Pterygium is a benign, wing-shaped growth (pterygos means wing in Greek) made up of blood vessels and fibrous tissue that extends from the white area of the eye to the cornea. Pterygium originates on the nasal or temporal conjunctiva, the transparent membrane that covers the sclera. However, it appears more frequently on the nasal side. Some pterygia remain small and asymptomatic, while others may grow significantly and cause visual problems. Visual symptoms include irritation, light sensitivity, tearing, and blurriness.
What causes pterygium?
There are numerous theories about the causes of pterygium, but all of them remain uncertain. Nevertheless, its higher prevalence in geographical areas closer to the equator have led the medical community to conclude that the origin is closely related to hot climates and UV radiation. Pterygium is more frequent in individuals who work outdoors or practice certain sports such as surfing. Hot and dry conditions are likely risk factors in the formation of pterygium or its exacerbation.
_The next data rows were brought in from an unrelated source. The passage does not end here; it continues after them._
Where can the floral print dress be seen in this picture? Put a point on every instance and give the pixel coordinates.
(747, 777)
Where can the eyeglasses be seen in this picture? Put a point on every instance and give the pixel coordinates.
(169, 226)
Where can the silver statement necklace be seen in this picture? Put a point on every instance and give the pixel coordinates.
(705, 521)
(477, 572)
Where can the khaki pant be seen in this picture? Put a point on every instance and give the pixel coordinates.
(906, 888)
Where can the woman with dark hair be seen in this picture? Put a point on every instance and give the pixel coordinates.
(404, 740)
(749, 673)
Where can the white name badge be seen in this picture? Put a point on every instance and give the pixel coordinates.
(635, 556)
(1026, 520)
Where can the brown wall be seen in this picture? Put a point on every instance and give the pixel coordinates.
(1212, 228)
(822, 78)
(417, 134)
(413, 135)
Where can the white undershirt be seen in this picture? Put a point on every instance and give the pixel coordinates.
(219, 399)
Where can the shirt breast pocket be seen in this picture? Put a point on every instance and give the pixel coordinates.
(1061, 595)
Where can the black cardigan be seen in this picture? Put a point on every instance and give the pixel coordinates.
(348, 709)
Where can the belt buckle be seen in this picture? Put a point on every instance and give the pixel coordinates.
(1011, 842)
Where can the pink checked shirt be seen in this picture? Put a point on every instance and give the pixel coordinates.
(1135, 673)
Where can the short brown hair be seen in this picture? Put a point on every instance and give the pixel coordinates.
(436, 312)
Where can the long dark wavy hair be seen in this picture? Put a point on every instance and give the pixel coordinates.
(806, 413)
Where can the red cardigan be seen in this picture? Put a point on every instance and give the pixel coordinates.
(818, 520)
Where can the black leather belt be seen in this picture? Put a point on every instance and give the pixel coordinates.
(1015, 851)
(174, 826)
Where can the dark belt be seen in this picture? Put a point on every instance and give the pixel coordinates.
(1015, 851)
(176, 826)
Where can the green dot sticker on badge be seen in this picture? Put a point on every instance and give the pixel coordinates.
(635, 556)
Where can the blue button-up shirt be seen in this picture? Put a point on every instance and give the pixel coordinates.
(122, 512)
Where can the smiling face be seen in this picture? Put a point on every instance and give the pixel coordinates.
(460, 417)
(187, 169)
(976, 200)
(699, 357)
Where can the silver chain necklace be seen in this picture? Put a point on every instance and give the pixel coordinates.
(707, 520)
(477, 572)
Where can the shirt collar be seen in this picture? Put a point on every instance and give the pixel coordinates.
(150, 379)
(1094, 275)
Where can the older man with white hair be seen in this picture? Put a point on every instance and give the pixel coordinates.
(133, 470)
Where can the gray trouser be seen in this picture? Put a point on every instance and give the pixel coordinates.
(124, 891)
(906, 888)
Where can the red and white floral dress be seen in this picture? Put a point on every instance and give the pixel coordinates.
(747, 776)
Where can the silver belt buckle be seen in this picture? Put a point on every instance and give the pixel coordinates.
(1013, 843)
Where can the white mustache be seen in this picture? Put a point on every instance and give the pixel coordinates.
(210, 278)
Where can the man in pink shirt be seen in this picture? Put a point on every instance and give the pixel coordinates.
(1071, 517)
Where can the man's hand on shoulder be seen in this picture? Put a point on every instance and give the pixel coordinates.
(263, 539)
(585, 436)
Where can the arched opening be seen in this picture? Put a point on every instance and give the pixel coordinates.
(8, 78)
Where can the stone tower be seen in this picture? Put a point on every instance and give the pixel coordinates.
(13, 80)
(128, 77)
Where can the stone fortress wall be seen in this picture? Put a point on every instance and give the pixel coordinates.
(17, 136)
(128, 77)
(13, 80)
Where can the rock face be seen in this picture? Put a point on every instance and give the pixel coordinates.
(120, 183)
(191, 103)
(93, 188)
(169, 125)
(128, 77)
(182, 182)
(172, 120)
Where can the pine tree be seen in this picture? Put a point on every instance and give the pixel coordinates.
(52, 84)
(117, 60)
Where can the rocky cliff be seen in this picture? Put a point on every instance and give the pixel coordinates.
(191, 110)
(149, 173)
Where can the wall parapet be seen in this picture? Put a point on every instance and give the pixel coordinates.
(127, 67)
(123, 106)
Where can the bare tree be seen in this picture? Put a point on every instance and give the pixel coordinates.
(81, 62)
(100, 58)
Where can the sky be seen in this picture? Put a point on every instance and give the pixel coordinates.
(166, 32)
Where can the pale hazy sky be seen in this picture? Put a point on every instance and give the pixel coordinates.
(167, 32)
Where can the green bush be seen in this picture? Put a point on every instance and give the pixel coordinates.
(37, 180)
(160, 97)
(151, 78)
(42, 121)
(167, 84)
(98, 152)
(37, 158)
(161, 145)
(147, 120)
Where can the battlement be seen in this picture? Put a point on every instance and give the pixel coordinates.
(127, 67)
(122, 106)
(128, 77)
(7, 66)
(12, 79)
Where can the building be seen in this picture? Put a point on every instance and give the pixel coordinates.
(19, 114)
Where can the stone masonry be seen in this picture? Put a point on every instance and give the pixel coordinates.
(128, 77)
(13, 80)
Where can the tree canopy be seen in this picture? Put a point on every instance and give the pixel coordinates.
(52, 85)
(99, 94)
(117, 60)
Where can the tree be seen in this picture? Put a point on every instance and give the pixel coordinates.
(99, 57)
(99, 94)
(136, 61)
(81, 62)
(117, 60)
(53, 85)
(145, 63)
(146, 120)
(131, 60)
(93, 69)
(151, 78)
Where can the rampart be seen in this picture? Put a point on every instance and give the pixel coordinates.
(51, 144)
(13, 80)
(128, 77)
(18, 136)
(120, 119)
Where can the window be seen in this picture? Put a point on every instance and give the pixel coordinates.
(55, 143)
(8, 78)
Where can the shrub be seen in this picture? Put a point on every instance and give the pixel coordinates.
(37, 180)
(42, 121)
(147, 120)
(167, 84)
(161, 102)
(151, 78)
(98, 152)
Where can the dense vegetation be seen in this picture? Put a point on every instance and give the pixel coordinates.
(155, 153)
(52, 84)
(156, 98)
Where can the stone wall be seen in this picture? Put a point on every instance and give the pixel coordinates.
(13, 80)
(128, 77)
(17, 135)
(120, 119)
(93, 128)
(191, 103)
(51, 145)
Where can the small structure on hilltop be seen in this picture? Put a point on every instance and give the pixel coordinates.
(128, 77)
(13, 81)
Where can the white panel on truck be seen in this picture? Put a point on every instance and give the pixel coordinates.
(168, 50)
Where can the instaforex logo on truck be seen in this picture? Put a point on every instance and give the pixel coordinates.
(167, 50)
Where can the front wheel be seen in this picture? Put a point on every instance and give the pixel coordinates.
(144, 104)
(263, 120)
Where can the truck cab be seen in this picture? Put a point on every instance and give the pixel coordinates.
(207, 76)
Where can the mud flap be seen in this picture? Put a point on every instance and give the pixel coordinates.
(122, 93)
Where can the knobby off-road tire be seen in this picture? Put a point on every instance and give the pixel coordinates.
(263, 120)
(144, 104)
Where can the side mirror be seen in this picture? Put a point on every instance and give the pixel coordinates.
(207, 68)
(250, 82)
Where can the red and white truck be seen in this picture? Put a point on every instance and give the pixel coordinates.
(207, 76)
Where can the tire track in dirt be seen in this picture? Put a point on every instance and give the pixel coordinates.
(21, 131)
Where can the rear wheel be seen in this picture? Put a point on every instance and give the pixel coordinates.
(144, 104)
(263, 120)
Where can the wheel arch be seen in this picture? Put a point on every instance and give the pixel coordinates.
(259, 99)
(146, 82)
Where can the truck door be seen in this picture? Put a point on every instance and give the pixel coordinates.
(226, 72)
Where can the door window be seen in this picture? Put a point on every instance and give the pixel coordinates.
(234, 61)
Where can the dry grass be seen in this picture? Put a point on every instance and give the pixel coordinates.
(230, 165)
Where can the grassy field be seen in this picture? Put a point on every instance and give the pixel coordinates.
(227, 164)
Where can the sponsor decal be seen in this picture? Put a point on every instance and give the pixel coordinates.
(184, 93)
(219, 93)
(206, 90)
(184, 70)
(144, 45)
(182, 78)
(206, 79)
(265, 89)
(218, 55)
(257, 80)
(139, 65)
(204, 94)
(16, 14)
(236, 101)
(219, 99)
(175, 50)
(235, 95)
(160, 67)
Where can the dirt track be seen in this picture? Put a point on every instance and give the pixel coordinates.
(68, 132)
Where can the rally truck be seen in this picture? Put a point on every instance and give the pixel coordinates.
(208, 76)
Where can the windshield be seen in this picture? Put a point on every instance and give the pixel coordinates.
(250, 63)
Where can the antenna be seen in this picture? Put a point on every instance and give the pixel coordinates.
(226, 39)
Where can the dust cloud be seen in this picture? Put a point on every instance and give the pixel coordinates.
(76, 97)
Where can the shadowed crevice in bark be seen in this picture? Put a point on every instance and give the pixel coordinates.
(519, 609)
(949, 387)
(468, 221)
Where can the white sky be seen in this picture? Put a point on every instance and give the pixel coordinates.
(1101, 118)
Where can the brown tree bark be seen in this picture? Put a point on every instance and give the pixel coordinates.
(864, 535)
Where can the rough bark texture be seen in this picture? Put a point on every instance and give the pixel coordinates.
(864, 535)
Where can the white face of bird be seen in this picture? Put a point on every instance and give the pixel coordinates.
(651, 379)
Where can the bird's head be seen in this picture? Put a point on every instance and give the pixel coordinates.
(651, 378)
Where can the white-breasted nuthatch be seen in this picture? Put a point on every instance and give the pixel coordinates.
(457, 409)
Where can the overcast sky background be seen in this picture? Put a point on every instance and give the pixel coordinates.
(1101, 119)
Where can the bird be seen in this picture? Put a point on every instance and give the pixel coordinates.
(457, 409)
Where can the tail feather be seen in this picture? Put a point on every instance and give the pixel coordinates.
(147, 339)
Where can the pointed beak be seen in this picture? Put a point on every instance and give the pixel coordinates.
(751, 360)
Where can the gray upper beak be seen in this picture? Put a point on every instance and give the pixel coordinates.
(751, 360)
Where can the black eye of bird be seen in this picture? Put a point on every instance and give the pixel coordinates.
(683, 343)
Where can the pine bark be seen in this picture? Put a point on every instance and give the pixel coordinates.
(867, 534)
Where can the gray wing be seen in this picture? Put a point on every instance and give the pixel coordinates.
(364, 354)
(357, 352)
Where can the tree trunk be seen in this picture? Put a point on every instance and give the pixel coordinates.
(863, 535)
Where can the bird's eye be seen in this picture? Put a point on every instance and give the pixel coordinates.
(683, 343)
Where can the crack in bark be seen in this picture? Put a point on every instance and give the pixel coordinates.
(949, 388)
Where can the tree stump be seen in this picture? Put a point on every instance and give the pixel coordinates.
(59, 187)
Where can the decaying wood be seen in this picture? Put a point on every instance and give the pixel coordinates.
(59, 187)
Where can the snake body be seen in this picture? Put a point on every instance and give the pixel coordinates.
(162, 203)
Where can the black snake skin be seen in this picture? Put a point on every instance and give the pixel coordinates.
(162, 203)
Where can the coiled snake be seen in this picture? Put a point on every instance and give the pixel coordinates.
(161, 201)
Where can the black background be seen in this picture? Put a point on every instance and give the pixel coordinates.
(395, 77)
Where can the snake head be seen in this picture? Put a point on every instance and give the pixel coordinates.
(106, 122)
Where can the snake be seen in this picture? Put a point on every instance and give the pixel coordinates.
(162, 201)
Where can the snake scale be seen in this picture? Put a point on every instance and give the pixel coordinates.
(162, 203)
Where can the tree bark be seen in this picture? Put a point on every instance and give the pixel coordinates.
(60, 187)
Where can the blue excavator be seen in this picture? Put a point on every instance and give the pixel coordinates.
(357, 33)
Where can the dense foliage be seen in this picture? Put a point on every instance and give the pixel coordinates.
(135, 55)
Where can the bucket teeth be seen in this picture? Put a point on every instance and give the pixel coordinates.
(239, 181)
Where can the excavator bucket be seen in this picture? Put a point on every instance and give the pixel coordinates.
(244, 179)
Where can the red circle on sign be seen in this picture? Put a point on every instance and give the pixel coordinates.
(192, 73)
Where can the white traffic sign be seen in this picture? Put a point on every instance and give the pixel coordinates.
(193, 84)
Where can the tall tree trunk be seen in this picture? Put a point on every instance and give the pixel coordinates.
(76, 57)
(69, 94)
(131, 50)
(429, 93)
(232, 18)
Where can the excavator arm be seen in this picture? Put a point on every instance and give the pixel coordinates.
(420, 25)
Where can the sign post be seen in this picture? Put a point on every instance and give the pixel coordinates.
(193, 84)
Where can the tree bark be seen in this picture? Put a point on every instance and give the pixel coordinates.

What is the best treatment for pterygium?
Management of pterygium starts with prevention. Wearing sunglasses to protect the eyes from UV radiation is crucial. Medical treatment is necessary when irritation and conjunctival redness are present. Anti-inflammatory ophthalmic drops are commonly prescribed by eye doctors to treat these symptoms. Artificial tears may be used to keep the cornea lubricated and curb the inflammation.
Pterygium that becomes highly symptomatic and encroaches on the cornea should be managed surgically. The most accepted technique involves removing the pterygium and harvesting a conjunctival autograft which is sutured to the recipient bed. The graft helps to prevent pterygium recurrence, the main challenge in its management.